Spiking neural networks are not simply a more biological way of doing what conventional networks already do well. Their advantages (event-driven computation, microsecond timing, and very low power on the right hardware) are decisive in a specific class of problems: those where data arrives as a sparse stream of events, where latency and energy are tightly constrained, or where the signal is inherently temporal. The domains below are where that profile pays off.
Event-based Vision
An event camera, or Dynamic Vision Sensor, abandons the fixed frame rate of a conventional camera: each pixel reports independently and asynchronously whenever its brightness changes. The result is microsecond temporal resolution, very low latency, milliwatt-scale power and a dynamic range beyond 120 dB, and a data format that is natively spike-like and pairs directly with an SNN. Amir et al. (2017) built the first gesture-recognition system implemented end-to-end on event-based hardware, streaming events from a DVS into an IBM TrueNorth chip to classify 11 hand gestures at 96.5% accuracy, detecting the onset of a gesture within 105 ms while drawing under 200 mW; the work also released the DVS-Gesture dataset that remains a standard SNN benchmark. The reference survey of the field, Gallego et al. (2020), catalogues the sensors and algorithms and frames spiking networks as the natural processing match for event streams in tasks such as gesture recognition, high-speed tracking and optical flow.
Audio and Keyword Spotting
Audio is temporal and sparse, and always-on keyword spotting, a device waiting to hear its wake word, is a canonical low-power task where computing on silence is pure waste. Cramer et al. (2020) released the Spiking Heidelberg Digits and Spiking Speech Commands benchmarks, converting spoken words into spike trains through an artificial-cochlea model to give the community consistent, spike-native audio tasks. On the hardware side, Blouw et al. (2019) benchmarked a keyword-spotting SNN on Intel's Loihi against CPU, GPU and mobile accelerators, finding that Loihi delivered the lowest energy per inference at equivalent accuracy, with its advantage growing for larger networks. Commercial silicon now targets exactly this niche: BrainChip's Akida is a fully digital event-based processor aimed at always-on edge tasks such as keyword spotting and visual wake words.
Robotics and Control
Closed-loop control rewards exactly what spiking networks offer: low-latency, reflex-like responses and low power at the edge. A recurring pattern is the central pattern generator, a network of coupled spiking oscillators that produces the rhythmic activity underlying locomotion. Angelidis et al. (2021) implemented such a generator to control a simulated lamprey robot, running the same network on both SpiNNaker and Loihi neuromorphic boards; it produced stable swimming gaits, remained robust to perturbations, and steered when sensory input modulated the network. Related work uses event-driven optical flow for tasks such as drone landing, exploiting the short sensorimotor latency of the spiking pipeline.

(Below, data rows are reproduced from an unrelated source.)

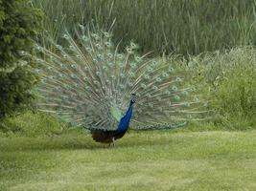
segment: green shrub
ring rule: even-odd
[[[31,52],[32,37],[39,29],[41,12],[28,0],[0,0],[0,118],[30,103],[30,89],[36,76],[31,63],[21,61],[22,52]]]
[[[59,135],[66,124],[46,114],[26,112],[22,115],[6,117],[0,122],[0,132],[27,137]]]
[[[212,120],[227,129],[256,128],[256,50],[204,53],[188,62],[192,79],[210,95]]]
[[[142,51],[198,54],[256,44],[254,0],[33,0],[49,16],[46,29],[69,31],[95,21],[115,43],[133,39]],[[73,30],[74,31],[74,30]]]

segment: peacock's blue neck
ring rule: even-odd
[[[117,133],[123,133],[128,130],[131,115],[132,115],[132,104],[129,105],[126,115],[121,118],[118,125]]]

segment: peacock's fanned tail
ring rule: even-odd
[[[132,42],[121,53],[110,33],[83,26],[76,36],[65,32],[62,37],[62,46],[53,39],[51,49],[36,44],[38,56],[33,56],[38,64],[33,70],[41,77],[40,111],[76,126],[116,130],[116,116],[126,112],[134,93],[131,128],[175,128],[203,119],[204,102],[171,64],[140,56]]]

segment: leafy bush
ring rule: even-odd
[[[0,132],[27,137],[54,136],[61,134],[66,124],[46,114],[26,112],[0,122]]]
[[[256,127],[256,50],[236,48],[225,53],[191,57],[192,78],[208,89],[214,122],[228,129]]]
[[[36,82],[28,70],[31,63],[21,61],[22,53],[32,51],[31,38],[36,35],[41,17],[28,2],[0,0],[0,118],[27,106]]]
[[[131,39],[145,52],[198,54],[256,44],[254,0],[33,0],[50,17],[54,34],[78,23],[95,21],[115,42]],[[74,31],[74,30],[73,30]]]

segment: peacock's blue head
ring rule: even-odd
[[[129,102],[130,105],[136,103],[135,96],[136,96],[135,94],[132,94],[132,95],[131,95],[131,99],[130,99],[130,102]]]

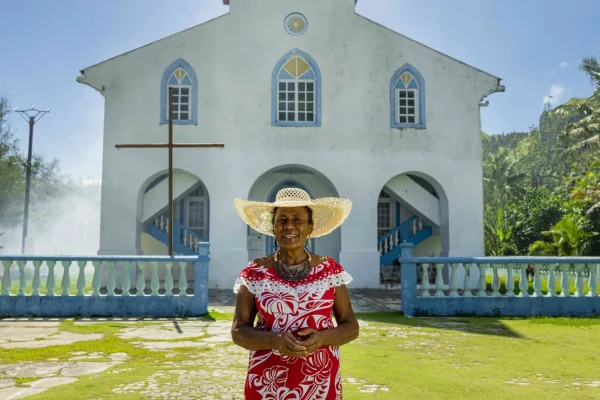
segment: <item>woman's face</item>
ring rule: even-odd
[[[283,249],[302,247],[312,228],[306,207],[283,207],[275,211],[273,229],[277,243]]]

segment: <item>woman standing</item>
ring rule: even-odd
[[[234,204],[244,222],[279,245],[250,262],[234,287],[232,338],[250,351],[246,399],[341,399],[339,347],[356,339],[359,330],[346,290],[352,278],[332,258],[304,246],[339,227],[352,203],[312,200],[289,188],[277,193],[274,203],[236,199]]]

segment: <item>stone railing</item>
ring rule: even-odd
[[[600,315],[600,257],[412,257],[412,244],[401,247],[405,315]]]
[[[203,315],[208,254],[201,243],[197,256],[0,255],[0,317]]]

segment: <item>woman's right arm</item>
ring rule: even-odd
[[[290,332],[265,332],[254,327],[256,318],[254,295],[245,285],[241,285],[235,303],[235,315],[231,327],[233,343],[247,350],[279,350],[287,356],[304,357],[308,353],[305,346],[297,344]]]

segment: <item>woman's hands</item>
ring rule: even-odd
[[[323,347],[323,335],[316,329],[305,328],[297,335],[307,338],[301,341],[291,332],[278,333],[276,349],[286,356],[306,357]]]

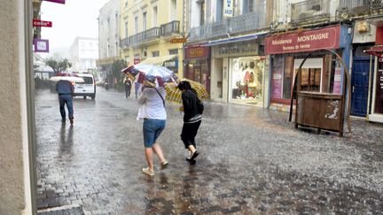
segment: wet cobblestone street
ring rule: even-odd
[[[61,123],[57,95],[35,97],[39,209],[79,204],[85,214],[383,214],[383,125],[352,119],[344,137],[295,129],[288,114],[206,103],[190,165],[183,113],[167,104],[159,139],[169,161],[146,166],[135,98],[98,88],[74,99]]]

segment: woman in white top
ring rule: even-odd
[[[138,98],[138,104],[141,104],[141,107],[137,118],[144,119],[144,145],[148,164],[148,167],[143,168],[142,172],[150,176],[154,176],[153,151],[161,162],[161,169],[166,168],[168,164],[164,157],[161,147],[156,142],[166,126],[165,96],[166,92],[163,88],[146,87]]]

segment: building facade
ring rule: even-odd
[[[265,106],[269,62],[264,36],[272,21],[273,4],[189,1],[184,76],[205,84],[214,101]],[[208,54],[198,55],[202,52]]]
[[[110,81],[113,63],[120,58],[120,0],[111,0],[99,11],[98,59],[96,61],[98,77]]]
[[[98,39],[76,37],[70,50],[70,62],[74,72],[96,71],[96,60],[98,59]]]
[[[277,1],[265,45],[271,65],[270,106],[288,111],[293,73],[309,53],[299,81],[303,90],[340,94],[343,66],[334,55],[323,50],[329,49],[346,64],[351,115],[380,119],[380,58],[366,51],[379,44],[382,7],[381,1]]]
[[[121,58],[129,65],[163,65],[182,77],[183,65],[179,62],[183,62],[183,43],[173,42],[185,35],[184,2],[121,0],[120,3]]]

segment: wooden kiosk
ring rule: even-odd
[[[350,111],[350,79],[346,65],[340,56],[331,50],[329,51],[336,56],[337,60],[342,65],[344,79],[341,82],[341,94],[303,91],[301,88],[301,67],[307,58],[313,52],[309,53],[301,62],[298,71],[294,73],[293,80],[293,90],[290,103],[289,120],[292,121],[293,106],[295,102],[295,127],[299,126],[317,128],[320,133],[321,129],[338,132],[340,136],[343,136],[343,125],[345,118],[348,120],[348,131],[351,132],[349,123]],[[348,90],[348,109],[345,114],[346,90]]]

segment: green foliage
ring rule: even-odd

Biomedical Signal Processing
Biosignals such as EEG, ECG and EMG are naturally temporal and sparse, matching the dynamics of spiking networks well, and on-device spiking inference brings low energy, low latency and privacy: the signal never leaves the wearable. Choi (2024) reviews spiking networks across biomedical signal types and concludes they enable real-time processing at minimal energy, well suited to on-device healthcare, prosthetics and brain–machine interfaces; reported applications include seizure detection from short EEG segments and arrhythmia classification.
Optimisation and Olfaction
Perception is not the only frontier. Spiking networks on Loihi have been applied to constraint-satisfaction and graph problems, using spike-based stochastic dynamics as a form of parallel search, as documented in the Loihi survey above. A particularly striking result is Imam & Cleland (2020), who built a circuit modelled on the mammalian olfactory bulb on Loihi that learns to recognise an odorant from a single exposure and recalls it robustly amid strong interference, with one-shot online learning and noise-resistant recall being capabilities that conventional deep networks struggle to match.
Where the Advantage Holds
A single thread runs through these domains: the payoff is greatest at the edge, in battery-powered, always-on devices where energy is spent only when spikes occur. But it is not uniform. Surveying Loihi results across many workloads, Davies et al. (2021) draw a sharp conclusion: plain feed-forward networks gain only modestly from neuromorphic hardware, while networks that exploit recurrence, precise spike timing, plasticity and sparsity achieve orders-of-magnitude lower latency and energy. The applications where spiking networks win are the ones that lean on what makes them different.